Question

Why don't phylogenetic analyses using DNA sequences and protein sequences result in identical trees?

2

Entering edit mode

7.4 years ago

mafrah18 ▴ 20

I run phylogenetic analysis for the DNA sequences and phylogenetic analysis for the protein sequences using the rooted UPGMA method for the same Accession number “AB032107” ,but the trees not identical, why ?why the protein sequence and DNA sequence don't give the same tree? enter image description here

sequencing sequence phylogenetic • 3.5k views

ADD COMMENT • link updated 6.6 years ago by Biostar 20 • written 7.4 years ago by mafrah18 ▴ 20

0

Entering edit mode

Hello mafrah18!

It appears that your post has been cross-posted to another site: http://biology.stackexchange.com/questions/54163/why-dont-phylogenetic-analyses-using-dna-sequences-and-protein-sequences-result

If this post is not yours then let us know, but it appears to be very similar.

This is typically not recommended as it runs the risk of annoying people in both communities.

ADD REPLY • link 7.4 years ago by GenoMax 141k

score 2 · Answer 1 · 2016-12-12

2

Entering edit mode

7.4 years ago

Thomas ▴ 160

Because a DNA sequence and the equivalent polypeptide sequence does not contain the same information.

In the transition from DNA -> polypeptide, information is lost.

A codon will always map to the same single amino acid, but an amino acid does not map back just to one single codon. Hence, there is some ambiguity.

As phylogenetic trees, are constructed in part on the basis of the similarity between biological sequences, and polynucleotide and polypeptide sequences contains differing information - it is entirely possible to construct phylogenetic trees from the DNA and corresponding polypeptide sequence and get differing results.

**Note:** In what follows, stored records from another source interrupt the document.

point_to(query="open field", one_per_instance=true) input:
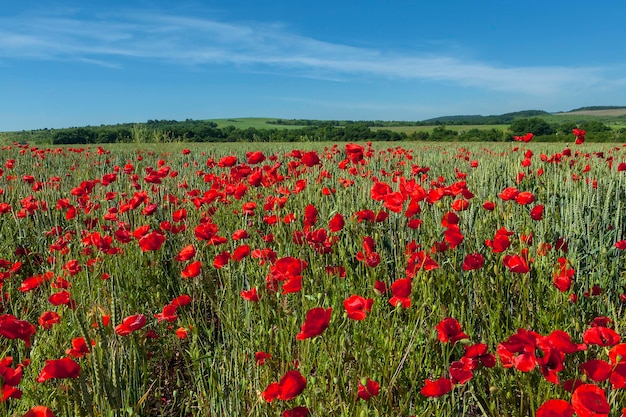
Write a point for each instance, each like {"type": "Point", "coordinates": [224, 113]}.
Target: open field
{"type": "Point", "coordinates": [607, 112]}
{"type": "Point", "coordinates": [313, 279]}
{"type": "Point", "coordinates": [248, 122]}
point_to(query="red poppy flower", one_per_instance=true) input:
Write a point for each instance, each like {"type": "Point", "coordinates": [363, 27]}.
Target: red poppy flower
{"type": "Point", "coordinates": [316, 321]}
{"type": "Point", "coordinates": [460, 205]}
{"type": "Point", "coordinates": [489, 205]}
{"type": "Point", "coordinates": [35, 281]}
{"type": "Point", "coordinates": [449, 330]}
{"type": "Point", "coordinates": [597, 370]}
{"type": "Point", "coordinates": [555, 408]}
{"type": "Point", "coordinates": [580, 135]}
{"type": "Point", "coordinates": [240, 253]}
{"type": "Point", "coordinates": [192, 270]}
{"type": "Point", "coordinates": [48, 318]}
{"type": "Point", "coordinates": [401, 293]}
{"type": "Point", "coordinates": [261, 357]}
{"type": "Point", "coordinates": [310, 215]}
{"type": "Point", "coordinates": [130, 324]}
{"type": "Point", "coordinates": [524, 198]}
{"type": "Point", "coordinates": [453, 236]}
{"type": "Point", "coordinates": [436, 388]}
{"type": "Point", "coordinates": [310, 159]}
{"type": "Point", "coordinates": [296, 412]}
{"type": "Point", "coordinates": [601, 336]}
{"type": "Point", "coordinates": [221, 259]}
{"type": "Point", "coordinates": [152, 241]}
{"type": "Point", "coordinates": [255, 157]}
{"type": "Point", "coordinates": [473, 261]}
{"type": "Point", "coordinates": [519, 351]}
{"type": "Point", "coordinates": [357, 307]}
{"type": "Point", "coordinates": [336, 223]}
{"type": "Point", "coordinates": [479, 353]}
{"type": "Point", "coordinates": [509, 193]}
{"type": "Point", "coordinates": [369, 390]}
{"type": "Point", "coordinates": [250, 295]}
{"type": "Point", "coordinates": [240, 234]}
{"type": "Point", "coordinates": [167, 314]}
{"type": "Point", "coordinates": [536, 213]}
{"type": "Point", "coordinates": [589, 400]}
{"type": "Point", "coordinates": [461, 372]}
{"type": "Point", "coordinates": [516, 263]}
{"type": "Point", "coordinates": [227, 161]}
{"type": "Point", "coordinates": [205, 231]}
{"type": "Point", "coordinates": [526, 138]}
{"type": "Point", "coordinates": [59, 369]}
{"type": "Point", "coordinates": [39, 411]}
{"type": "Point", "coordinates": [354, 152]}
{"type": "Point", "coordinates": [13, 328]}
{"type": "Point", "coordinates": [79, 348]}
{"type": "Point", "coordinates": [618, 376]}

ADD COMMENT • link 7.4 years ago by Thomas ▴ 160

2

Entering edit mode

This is true in general, but most DNA alignment and phylogenetic tree building methods that are used, at least the simple ones, are not codon models. The information content as it were, and complexity, of phylogenetic models would go as Codon > Protein > Nucleotide. Since the OP is doing UPGMA is it a simple nucleotide model, meaning there are actually fewer transition states than in the amino acid models. Codon models are a lot more complex, and aren't used nearly as often as they could be. It used to be computationally demanding and not doable for decent sized alignments

ADD REPLY • link 7.4 years ago by DG 7.3k

score 2 · Answer 2 · 2016-12-12

@Thomas was on the right track with his comment, but as I mentioned in my comment on that post, in your case he has it backwards. Nucleotide models (which are different from a codon model) are less complex in terms of modelling evolutionary changes compared to a protein model. You're dealing with a 4x4 transition matrix instead of a 20x20 matrix. And similarly estimates for 4 nucleotide frequencies versus 20 amino acid frequencies. If your sequences are highly similar to one another, sometimes a nucleotide alignment and tree is more appropriate as synonymous changes will still be informative. However, as the diversity of your sequences increases protein alignments will become more informative because they have much more information content. You could also go to a full codon model, although I don't know if any are implemented in the software you may be using. Codon alignments can also get a little tricky to do if you aren't familiar with the methods.

score 1 · Answer 3 · 2016-12-10

To build any tree you need multiple sequence alignment.

In my opinion this post describes many detailes you need.

Multiple Alignment: Protein Or Nucleotide Sequence?

See also this discussion below - it might be helpful.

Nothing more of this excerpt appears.